Bases: FunctionalInteraction[FloatTensor, FloatTensor, FloatTensor]

Transformer-based interaction, as described in [galkin2020].

Initialize the module.

Parameters

input_dim (int) – >0 the input dimension
num_layers (int) – >0 the number of Transformer layers, cf. nn.TransformerEncoder.
num_heads (int) – >0 the number of self-attention heads inside each transformer encoder layer, cf. nn.TransformerEncoderLayer
dropout (float) – the dropout rate on each transformer encoder layer, cf. nn.TransformerEncoderLayer
dim_feedforward (int) – the hidden dimension of the feed-forward layers of the transformer encoder layer, cf. nn.TransformerEncoderLayer
position_initializer (Union[str, Callable[[FloatTensor], FloatTensor], Type[Callable[[FloatTensor], FloatTensor]], None]) – the initializer to use for positional embeddings

Methods Summary

func(r, t, transformer, position_embeddings, ...)

Evaluate the Transformer interaction function, as described in [galkin2020]..

Methods Documentation

func(r, t, transformer, position_embeddings, final)

Evaluate the Transformer interaction function, as described in [galkin2020]..

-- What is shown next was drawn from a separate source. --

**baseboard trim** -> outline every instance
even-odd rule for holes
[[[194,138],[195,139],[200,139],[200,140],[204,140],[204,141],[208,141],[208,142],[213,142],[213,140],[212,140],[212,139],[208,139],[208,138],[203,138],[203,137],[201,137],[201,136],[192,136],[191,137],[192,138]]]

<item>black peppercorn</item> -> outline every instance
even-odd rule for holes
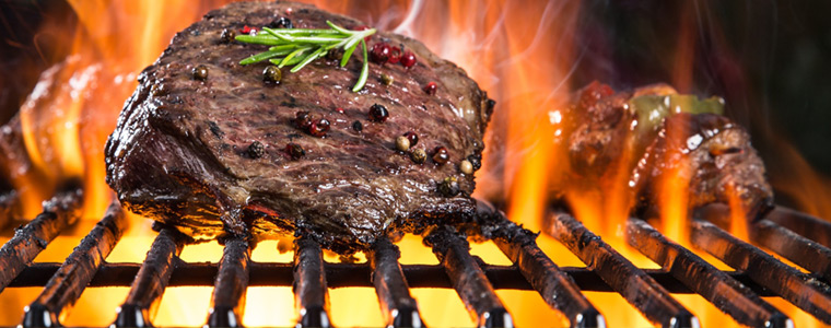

\[\textit{score}(h, r, t) = \textit{Linear}(\textit{SumPooling}(\textit{Transformer}([h + pe[0]; r + pe[1]])))^T t\]

Parameters

h (FloatTensor) – shape: (*batch_dims, dim) The head representations.
r (FloatTensor) – shape: (*batch_dims, dim) The relation representations.
t (FloatTensor) – shape: (*batch_dims, dim) The tail representations.
transformer (TransformerEncoder) – the transformer encoder
position_embeddings (FloatTensor) – shape: (2, dim) the positional embeddings, one for head and one for relation
final (Module) – the final (linear) transformation

Return type

FloatTensor

Returns

The scores.